L’enfant lui sauta au cou :
— Viens avec nous ? dit-il.
— Ce n’est pas possible, cela, déclara Rabevel ; je ne puis m’engager dans cette voie. Tous mes commandants de bateau me demanderaient aussitôt pour leur économie ou leur agrément d’emmener leur femme et je ne pourrais m’y refuser après ce précédent.
— Soyez tranquille, dit Angèle, j’ai l’horreur du voyage en bateau, qui me rend malade ; je ne demanderai donc rien. Je veux garder mon fils jusqu’à vingt ans.

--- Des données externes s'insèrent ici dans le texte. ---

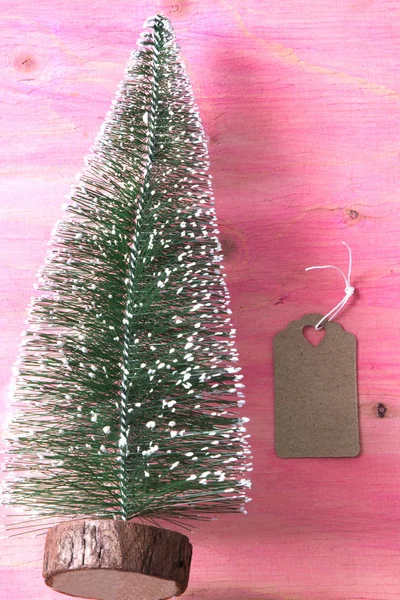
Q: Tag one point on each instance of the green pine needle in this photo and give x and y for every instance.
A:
(127, 388)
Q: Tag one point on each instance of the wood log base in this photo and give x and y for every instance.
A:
(116, 560)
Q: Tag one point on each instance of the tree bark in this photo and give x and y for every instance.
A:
(116, 560)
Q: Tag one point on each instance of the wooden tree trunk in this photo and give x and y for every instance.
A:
(116, 560)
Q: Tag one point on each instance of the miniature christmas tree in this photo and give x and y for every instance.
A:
(128, 384)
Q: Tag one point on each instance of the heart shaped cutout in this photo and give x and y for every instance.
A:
(313, 336)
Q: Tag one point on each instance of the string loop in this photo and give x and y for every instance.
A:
(349, 289)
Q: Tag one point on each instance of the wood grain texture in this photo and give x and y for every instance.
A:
(116, 560)
(301, 103)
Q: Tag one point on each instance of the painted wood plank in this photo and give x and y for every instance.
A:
(301, 103)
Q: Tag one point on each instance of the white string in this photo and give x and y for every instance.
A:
(349, 290)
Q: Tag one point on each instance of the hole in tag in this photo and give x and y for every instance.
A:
(313, 336)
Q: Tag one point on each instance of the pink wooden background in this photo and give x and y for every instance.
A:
(301, 103)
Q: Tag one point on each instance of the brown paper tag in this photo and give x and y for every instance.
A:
(315, 387)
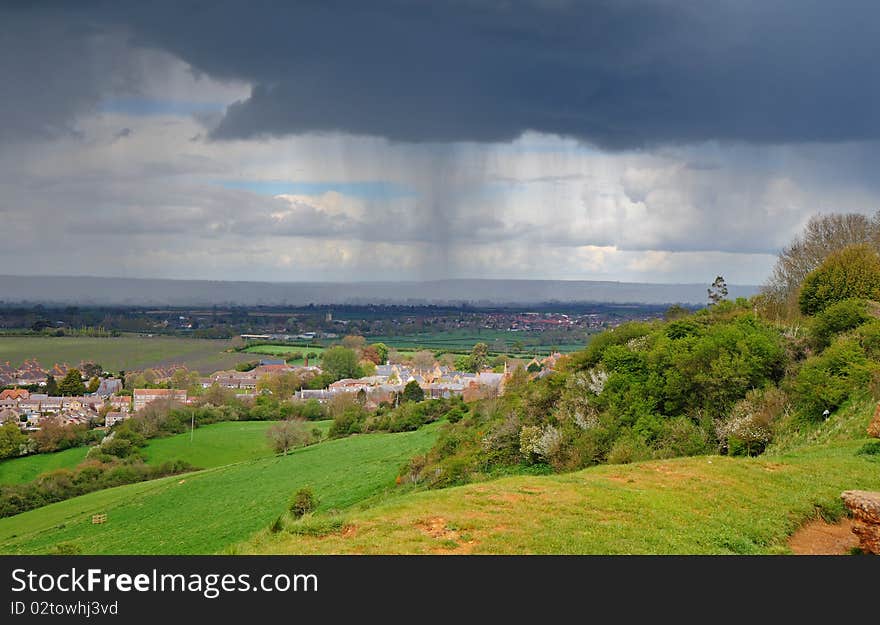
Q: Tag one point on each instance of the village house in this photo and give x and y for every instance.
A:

Quand il sera grand, alors, s’il veut être marin, il le dira. Si non, il restera avec sa mère.
— Il sera marin, fit François, et par conséquent, mousse pour commencer.
— Allons, François, interrompit Blinkine, du calme. Il me semble qu’il y a un moyen de tout arranger. Que l’enfant soit marin s’il le veut quand il sera en âge de choisir ; tu es tranquille là-dessus puisque tu te dis sûr de sa vocation. En attendant on pourrait lui faire donner une instruction où serait soigneusement prévu tout ce qui est nécessaire à cette carrière : l’étude de l’anglais, des mathématiques, de certaines sciences… On pourrait également lui faire pratiquer assidûment certains sports ; le préparer en somme largement pour le métier de Capitaine au long cours tout en réservant l’avenir par une instruction classique qui lui permît de choisir une autre carrière s’il s’y décidait.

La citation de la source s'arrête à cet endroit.